In an important decision regarding the scope of the Sarbanes-Oxley "whistleblower" provision, the U.S. Court of Appeals for the First Circuit ruled on Friday that the provision generally does not extend to employees of non-public companies. Lawson v. Fidelity Management & Research LLC, et al., No. 10-2240 (1st Cir. Feb. 3, 2012). The defendants in the cases were represented by Gibson, Dunn & Crutcher LLP and Goodwin Procter LLP.
As enacted, Section 806 of the Sarbanes-Oxley Act, or "SOX," stated that "[n]o company with a class of securities registered under section 12 of the Securities Exchange Act of 1934 . . . , or that is required to file reports under section 15(d) of the [Act] . . . , or any officer, employee, contractor, subcontractor, or agent of such company, may discharge, demote, suspend, threaten, harass, or in any other manner discriminate against an employee in the terms and conditions of employment because of" the employee’s protected whistleblowing. 18 U.S.C. § 1514A(a) (emphasis added). (Dodd-Frank amended the provision to extend it to employees of statistical rating organizations and certain subsidiaries of public companies.) The title and caption to the section both refer to "protection for employees of publicly traded companies." Numerous courts and administrative law judges had held that the provision generally does not extend to employees of non-public companies, but Labor Department procedural rules implementing Sarbanes-Oxley state that the Act prohibits retaliation by public company contractors and subcontractors against their own employees.
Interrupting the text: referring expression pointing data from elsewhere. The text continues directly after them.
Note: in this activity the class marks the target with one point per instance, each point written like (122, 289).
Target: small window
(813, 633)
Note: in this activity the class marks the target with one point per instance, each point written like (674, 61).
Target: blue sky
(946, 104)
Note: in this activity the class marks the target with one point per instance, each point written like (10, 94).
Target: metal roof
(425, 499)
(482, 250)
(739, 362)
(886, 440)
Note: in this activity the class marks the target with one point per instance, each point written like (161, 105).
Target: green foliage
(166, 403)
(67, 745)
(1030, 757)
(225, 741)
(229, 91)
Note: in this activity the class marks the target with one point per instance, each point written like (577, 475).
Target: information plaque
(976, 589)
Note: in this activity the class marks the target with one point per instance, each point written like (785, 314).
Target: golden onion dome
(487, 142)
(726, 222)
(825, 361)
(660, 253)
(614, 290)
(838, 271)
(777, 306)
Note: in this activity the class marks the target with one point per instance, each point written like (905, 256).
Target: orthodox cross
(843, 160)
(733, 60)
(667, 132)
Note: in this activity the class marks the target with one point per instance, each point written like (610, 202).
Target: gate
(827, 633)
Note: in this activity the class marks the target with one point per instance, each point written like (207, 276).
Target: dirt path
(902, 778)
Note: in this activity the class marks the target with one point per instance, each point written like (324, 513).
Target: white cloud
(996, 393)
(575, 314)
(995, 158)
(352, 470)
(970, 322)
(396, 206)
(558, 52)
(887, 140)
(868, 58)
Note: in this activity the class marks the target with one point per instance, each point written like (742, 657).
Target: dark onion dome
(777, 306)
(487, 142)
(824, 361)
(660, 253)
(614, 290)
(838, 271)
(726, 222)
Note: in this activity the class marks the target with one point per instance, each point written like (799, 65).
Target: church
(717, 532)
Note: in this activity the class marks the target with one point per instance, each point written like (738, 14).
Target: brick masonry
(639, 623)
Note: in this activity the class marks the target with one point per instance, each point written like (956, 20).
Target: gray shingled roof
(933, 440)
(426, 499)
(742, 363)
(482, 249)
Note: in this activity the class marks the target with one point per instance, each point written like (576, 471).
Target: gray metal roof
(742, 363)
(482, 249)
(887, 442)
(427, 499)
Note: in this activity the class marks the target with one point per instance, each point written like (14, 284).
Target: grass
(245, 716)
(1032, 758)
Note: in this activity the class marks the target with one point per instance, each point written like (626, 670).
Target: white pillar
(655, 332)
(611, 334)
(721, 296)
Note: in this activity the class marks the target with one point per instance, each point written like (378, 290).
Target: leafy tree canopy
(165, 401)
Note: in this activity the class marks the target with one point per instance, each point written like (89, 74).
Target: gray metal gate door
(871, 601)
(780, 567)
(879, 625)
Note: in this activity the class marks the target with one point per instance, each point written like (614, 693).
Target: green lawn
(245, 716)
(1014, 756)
The First Circuit’s decision concerned two different cases brought by former employees of companies affiliated with Fidelity Investments. The companies that employed the plaintiffs indisputably were privately held, but plaintiffs Jackie Lawson and Jonathan Zang alleged that those companies provided investment advisory services under contracts with the Fidelity mutual funds, which are publicly held. A federal district judge in Massachusetts ruled that plaintiffs were covered by Sarbanes-Oxley, but the First Circuit granted interlocutory review and reversed.
The First Circuit based its decision on the language of Section 806, its title and caption, the Act’s legislative history, and other principles of statutory interpretation. The "more natural reading" of the statutory language, the court said, is that it protects employees of publicly held companies from discrimination and harassment by their employers and by their employers’ contractors and sub-contractors; to read the language to bar discrimination against employees of those other entities "creates anomalies," such as reading the statutory language to cover an "employee" of an "employee." Id. at 17. (The court noted that some decisions have suggested that private company employees may be covered when their employer retaliates at a public company’s behest, but the court did not discuss whether those cases were correctly decided. Id. at 13 n.7.) The reference in the title and caption to employees of public companies was properly considered in interpreting the statute’s text, the court held, and other sections of Sarbanes-Oxley–and other whistleblower laws–confirmed that when Congress intended to provide broader coverage, it knew how to do so. For example, Section 1107 of Sarbanes-Oxley makes it a crime to engage in employment retaliation against certain government informants without regard to the type of company they work for. Id. at 22. "[T]he broad remedial goals of [a securities law] are insufficient justification for interpreting a specific provision more broadly than its language and the statutory scheme reasonably permit," the court observed, id. at 33 (citations and quotation marks omitted), and in any event the legislative history showed that "Congress’s primary concern [in enacting the provision] was the Enron debacle, which involved the stock of a highly visible publicly traded company"; "only employees of publicly traded companies are mentioned" in the congressional reports. Id. at 36-37.
The U.S. Department of Labor and the Securities and Exchange Commission filed amicus briefs arguing that plaintiffs were covered, but the court gave no deference to their interpretations because "Congress chose not to give authority to [either agency] to interpret the term ’employee’"; the term "is not ambiguous"; and the Labor Department’s procedural rules warranted neither Chevron nor Skidmore deference because the agency’s interpretation lacked "the power to persuade." Id. at 44, 48. An amicus brief supporting the defendants was filed by the U.S. Chamber of Commerce.
Chief Judge Lynch wrote the decision, joined by Judge Howard. Judge Thompson filed a dissent.
The First Circuit’s decision rejects the far more sweeping coverage of SOX that would have resulted from the approach advocated by plaintiffs and their amici, since virtually all private companies have a contract of some kind with a publicly traded company. The ruling is particularly important in light of recent decisions by the Department of Labor that have broadened SOX coverage in other respects, including holding that the whistleblower provision encompasses a broad range of suspected fraud, not merely fraud on shareholders. Brown v. Lockheed Martin Corp., ARB No. 10-050 (Feb. 28, 2011).